Hydrogenated graphene and hydrogenated silicene: computational insights

Manh-Thuong Nguyen; Pham Nam Phong; Nguyen Duc Tuyen

doi:10.1002/cphc.201402902

Hydrogenated graphene and hydrogenated silicene: computational insights

Chemphyschem. 2015 Jun 8;16(8):1733-8. doi: 10.1002/cphc.201402902. Epub 2015 Mar 27.

Authors

Manh-Thuong Nguyen¹, Pham Nam Phong², Nguyen Duc Tuyen³

Affiliations

¹ The Abdus Salam International Centre for Theoretical Physics, Strada Costiera 11, 34151 Trieste (Italy).
² School of Engineering Physics, Hanoi University of Science and Technology, Hanoi 100000 (Vietnam). phong.phamnam@hust.edu.vn.
³ National Center for Technological Progress, Ministry of Science and Technology, Hanoi 100000 (Vietnam).

PMID: 25820304
DOI: 10.1002/cphc.201402902

Abstract

Density functional calculations are performed to study the energetic, structural, and electronic properties of graphene and silicene functionalized with hydrogen. Our calculations predict that H atoms bind much more strongly to silicene than to graphene. The adsorbed H atoms tend to cooperatively stabilize each other leading to a two-dimensional nucleation and growth mechanism.

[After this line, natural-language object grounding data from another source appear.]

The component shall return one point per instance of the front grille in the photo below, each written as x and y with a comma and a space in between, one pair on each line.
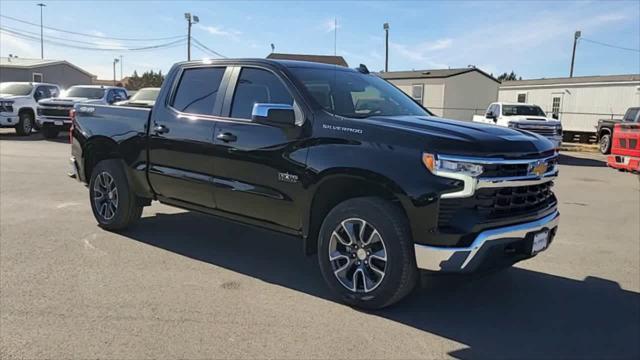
541, 129
508, 170
58, 111
492, 204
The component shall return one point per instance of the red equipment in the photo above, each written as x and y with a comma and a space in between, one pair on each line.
625, 150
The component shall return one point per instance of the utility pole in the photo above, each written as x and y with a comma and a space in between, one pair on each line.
41, 32
576, 36
190, 21
115, 61
386, 46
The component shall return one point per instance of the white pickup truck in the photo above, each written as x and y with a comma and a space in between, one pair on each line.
18, 103
53, 114
521, 116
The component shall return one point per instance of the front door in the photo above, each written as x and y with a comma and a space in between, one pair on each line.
181, 138
259, 167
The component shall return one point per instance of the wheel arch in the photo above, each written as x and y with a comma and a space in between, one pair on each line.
338, 185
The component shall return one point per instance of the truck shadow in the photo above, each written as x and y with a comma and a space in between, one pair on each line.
515, 313
564, 159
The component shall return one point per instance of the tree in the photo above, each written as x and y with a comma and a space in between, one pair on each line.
508, 77
148, 79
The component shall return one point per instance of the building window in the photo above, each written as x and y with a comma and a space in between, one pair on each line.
555, 106
416, 92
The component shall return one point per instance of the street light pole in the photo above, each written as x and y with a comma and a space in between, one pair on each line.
41, 32
190, 21
115, 61
576, 36
386, 46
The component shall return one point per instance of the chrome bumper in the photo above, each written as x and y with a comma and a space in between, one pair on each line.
457, 259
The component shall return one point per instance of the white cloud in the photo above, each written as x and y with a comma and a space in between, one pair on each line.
330, 25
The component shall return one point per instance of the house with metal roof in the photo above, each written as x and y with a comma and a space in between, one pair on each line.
579, 102
450, 93
59, 72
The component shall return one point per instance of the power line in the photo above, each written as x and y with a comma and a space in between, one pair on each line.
91, 35
174, 43
609, 45
208, 49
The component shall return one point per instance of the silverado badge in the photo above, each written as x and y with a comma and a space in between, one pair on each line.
538, 168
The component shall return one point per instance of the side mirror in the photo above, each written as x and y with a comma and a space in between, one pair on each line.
274, 114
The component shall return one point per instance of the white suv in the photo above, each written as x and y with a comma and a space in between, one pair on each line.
18, 103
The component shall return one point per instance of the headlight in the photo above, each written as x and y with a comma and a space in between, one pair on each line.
442, 166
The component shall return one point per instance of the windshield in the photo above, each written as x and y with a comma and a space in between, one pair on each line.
145, 95
356, 95
525, 110
89, 93
15, 89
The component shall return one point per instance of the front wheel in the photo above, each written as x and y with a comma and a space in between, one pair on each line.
366, 254
114, 205
605, 144
50, 132
25, 124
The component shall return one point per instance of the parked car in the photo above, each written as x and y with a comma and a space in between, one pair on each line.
605, 128
377, 192
53, 114
625, 152
521, 116
18, 103
145, 97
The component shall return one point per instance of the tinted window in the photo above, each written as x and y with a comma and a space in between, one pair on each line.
352, 94
198, 89
257, 86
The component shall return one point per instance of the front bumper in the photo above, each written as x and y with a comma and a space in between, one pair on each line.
9, 120
507, 244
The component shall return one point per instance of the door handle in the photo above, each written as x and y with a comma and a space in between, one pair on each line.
160, 129
227, 137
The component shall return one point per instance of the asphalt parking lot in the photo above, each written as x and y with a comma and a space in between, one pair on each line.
183, 285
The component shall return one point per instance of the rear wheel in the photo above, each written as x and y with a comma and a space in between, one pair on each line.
366, 254
25, 123
605, 144
114, 205
50, 132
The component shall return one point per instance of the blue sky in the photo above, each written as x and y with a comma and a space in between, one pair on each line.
532, 38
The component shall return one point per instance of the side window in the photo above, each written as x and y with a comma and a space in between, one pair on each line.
41, 93
257, 86
198, 90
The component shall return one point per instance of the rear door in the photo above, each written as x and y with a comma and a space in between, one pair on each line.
181, 137
259, 167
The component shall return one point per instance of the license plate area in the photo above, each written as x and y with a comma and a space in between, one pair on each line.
540, 241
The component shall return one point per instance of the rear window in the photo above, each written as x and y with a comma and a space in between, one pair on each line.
198, 90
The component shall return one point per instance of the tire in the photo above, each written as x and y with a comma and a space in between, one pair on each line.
114, 205
25, 124
605, 144
345, 273
50, 132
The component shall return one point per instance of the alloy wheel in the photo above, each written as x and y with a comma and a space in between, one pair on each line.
105, 195
358, 255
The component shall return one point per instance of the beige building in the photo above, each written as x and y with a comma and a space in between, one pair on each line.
579, 102
450, 93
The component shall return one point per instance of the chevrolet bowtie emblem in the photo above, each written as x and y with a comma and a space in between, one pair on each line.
538, 168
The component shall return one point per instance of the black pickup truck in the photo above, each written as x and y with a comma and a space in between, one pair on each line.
604, 131
368, 179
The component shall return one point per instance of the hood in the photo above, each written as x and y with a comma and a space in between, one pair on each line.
464, 138
13, 97
68, 101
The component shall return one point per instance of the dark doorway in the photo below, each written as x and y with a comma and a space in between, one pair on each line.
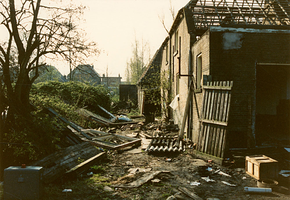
272, 102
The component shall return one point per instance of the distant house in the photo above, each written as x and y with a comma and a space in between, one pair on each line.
86, 74
111, 82
149, 96
128, 93
49, 73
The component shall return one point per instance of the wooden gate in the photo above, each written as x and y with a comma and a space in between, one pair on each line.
212, 138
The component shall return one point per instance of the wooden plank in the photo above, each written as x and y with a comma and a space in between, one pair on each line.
189, 193
209, 144
220, 142
225, 104
215, 102
211, 106
204, 103
221, 106
209, 103
199, 144
218, 105
214, 122
55, 165
68, 123
217, 87
224, 144
229, 103
203, 139
86, 164
213, 142
111, 146
216, 149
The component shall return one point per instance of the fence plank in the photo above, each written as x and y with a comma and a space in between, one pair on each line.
212, 137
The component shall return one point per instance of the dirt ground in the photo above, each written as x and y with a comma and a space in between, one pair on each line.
172, 176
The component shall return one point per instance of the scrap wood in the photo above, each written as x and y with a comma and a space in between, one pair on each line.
112, 146
86, 164
57, 164
68, 123
144, 179
99, 119
189, 193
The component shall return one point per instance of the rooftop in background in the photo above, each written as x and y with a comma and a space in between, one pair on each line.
239, 13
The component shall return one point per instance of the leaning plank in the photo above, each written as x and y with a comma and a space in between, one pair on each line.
112, 146
189, 193
58, 163
144, 179
86, 164
101, 120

The different structural and electronic modifications induced by H in fully functionalized graphene and silicene (known as graphane and silicane) are also explained. Finally, the electronic properties of defective graphane with multiple hydrogen vacancies are investigated. Engineering the vacancies in graphane offers a way to modify the electronic properties of this material.

Keywords: computational chemistry; density functional theory; graphene; hydrogen; silicene.